RLM Resilience + Structured Telemetry (CONCEPT:ORCH-1.29)¶
Overview¶
Makes the RLM robust and gives GEPA a high-signal feedback channel: a structured RunTrace (per
iteration + token usage) replaces free-text reflections, a failure taxonomy classifies errors,
and recoverable-vs-fatal error handling stops the RLM burning iterations on a dead sandbox.
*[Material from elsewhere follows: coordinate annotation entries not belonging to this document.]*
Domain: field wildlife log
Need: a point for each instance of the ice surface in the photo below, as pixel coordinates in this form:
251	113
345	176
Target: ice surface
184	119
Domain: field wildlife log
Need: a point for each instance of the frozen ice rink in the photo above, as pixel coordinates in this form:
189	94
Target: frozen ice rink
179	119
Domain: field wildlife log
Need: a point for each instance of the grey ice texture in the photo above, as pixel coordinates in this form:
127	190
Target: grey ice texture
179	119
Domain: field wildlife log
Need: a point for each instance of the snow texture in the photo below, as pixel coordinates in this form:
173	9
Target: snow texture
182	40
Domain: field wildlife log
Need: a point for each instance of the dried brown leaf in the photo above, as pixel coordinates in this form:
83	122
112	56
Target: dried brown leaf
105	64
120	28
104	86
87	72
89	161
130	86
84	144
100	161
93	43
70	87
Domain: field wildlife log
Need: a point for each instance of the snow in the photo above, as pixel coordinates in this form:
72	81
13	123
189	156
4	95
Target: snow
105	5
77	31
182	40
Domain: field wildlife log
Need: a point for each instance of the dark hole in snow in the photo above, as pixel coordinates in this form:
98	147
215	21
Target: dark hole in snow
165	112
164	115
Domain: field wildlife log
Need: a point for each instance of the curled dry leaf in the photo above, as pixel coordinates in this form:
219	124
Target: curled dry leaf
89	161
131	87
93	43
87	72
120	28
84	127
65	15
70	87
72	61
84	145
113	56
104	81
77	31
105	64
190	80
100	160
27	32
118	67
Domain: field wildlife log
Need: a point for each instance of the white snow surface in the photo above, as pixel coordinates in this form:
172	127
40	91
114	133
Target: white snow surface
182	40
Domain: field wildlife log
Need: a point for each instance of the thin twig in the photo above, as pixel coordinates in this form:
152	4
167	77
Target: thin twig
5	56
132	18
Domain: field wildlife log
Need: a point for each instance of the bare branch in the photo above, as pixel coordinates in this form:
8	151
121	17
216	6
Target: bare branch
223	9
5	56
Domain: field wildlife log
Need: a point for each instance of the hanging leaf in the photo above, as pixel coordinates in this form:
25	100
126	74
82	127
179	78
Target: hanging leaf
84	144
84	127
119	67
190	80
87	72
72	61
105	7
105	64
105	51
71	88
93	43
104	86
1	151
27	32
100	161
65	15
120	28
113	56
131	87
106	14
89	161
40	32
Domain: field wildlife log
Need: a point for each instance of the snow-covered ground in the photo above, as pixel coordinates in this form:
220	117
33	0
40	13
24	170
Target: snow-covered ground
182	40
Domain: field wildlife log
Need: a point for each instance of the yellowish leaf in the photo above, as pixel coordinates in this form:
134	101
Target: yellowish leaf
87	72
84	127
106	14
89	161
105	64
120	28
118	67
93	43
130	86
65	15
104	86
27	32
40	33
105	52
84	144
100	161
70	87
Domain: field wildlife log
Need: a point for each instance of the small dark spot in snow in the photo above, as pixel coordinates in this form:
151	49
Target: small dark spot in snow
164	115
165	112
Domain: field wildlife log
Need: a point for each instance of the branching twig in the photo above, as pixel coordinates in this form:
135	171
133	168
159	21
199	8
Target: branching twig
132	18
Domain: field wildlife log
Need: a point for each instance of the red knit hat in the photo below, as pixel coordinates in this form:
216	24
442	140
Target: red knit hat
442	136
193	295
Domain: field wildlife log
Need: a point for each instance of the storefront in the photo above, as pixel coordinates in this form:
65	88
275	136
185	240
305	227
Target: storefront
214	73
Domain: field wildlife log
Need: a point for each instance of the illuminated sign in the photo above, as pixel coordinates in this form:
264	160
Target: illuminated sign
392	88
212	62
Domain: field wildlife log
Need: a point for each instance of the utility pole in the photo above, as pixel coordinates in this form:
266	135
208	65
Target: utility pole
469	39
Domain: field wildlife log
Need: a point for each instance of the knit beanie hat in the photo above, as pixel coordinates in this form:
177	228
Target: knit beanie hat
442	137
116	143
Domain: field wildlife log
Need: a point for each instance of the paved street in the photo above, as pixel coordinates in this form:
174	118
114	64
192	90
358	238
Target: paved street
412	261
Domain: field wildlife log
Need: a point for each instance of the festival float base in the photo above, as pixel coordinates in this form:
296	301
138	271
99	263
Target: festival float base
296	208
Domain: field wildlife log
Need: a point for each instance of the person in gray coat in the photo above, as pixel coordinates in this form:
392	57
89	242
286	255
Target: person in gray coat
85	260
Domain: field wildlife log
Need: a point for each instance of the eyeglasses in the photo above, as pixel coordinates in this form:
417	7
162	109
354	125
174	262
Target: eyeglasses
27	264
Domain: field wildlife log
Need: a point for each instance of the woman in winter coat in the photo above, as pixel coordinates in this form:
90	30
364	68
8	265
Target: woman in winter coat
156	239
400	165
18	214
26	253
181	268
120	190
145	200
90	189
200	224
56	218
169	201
Assimilated from predict-rlm (trace.py, telemetry.py, interpreter.py). Extends ORCH-1.12.
How it works¶
RunTrace/IterationStep/LMUsage(rlm/telemetry.py) — structured per-iteration capture (code, output, reasoning, finish reason) + main/sub-LM token usage;failure_summary()returns the dominant failure class for the proposer.FailureClasstaxonomy (model_generated_bad_code,host_tool_timeout,sandbox_exec_timeout,sandbox_fatal,sandbox_escalated,evaluator_reject,unknown) with precedence ordering;classify_failuremaps an exception/text to a class (sandbox_escalated= a benign ORCH-1.38 router escalation, low precedence).- Recoverable vs fatal —
with_tool_timeoutgives each host tool a wall-clock budget and returns a recoverable error on timeout (sandbox survives), whileSandboxFatalError(raised fromrepl.py's container path on irreversible sandbox death) fast-fails the run.
Key files / API¶
| Piece | Location |
|---|---|
| Telemetry + resilience | rlm/telemetry.py (RunTrace, FailureClass, classify_failure, dominant_failure, with_tool_timeout, SandboxFatalError) |
| Fatal wiring | rlm/sandboxes/docker_backend.py (DockerSandbox raises SandboxFatalError on dead container/timeout); the router propagates it without escalating (ORCH-1.38) |
Wiring (≤3 hops)¶
graph_orchestrate(rlm_run) → runner → repl/telemetry (≤3 hops).
Research provenance¶
predict-rlm src/predict_rlm/trace.py, telemetry.py, interpreter.py (SandboxFatalError, TOOL_CALL_TIMEOUT_SEC) — verified.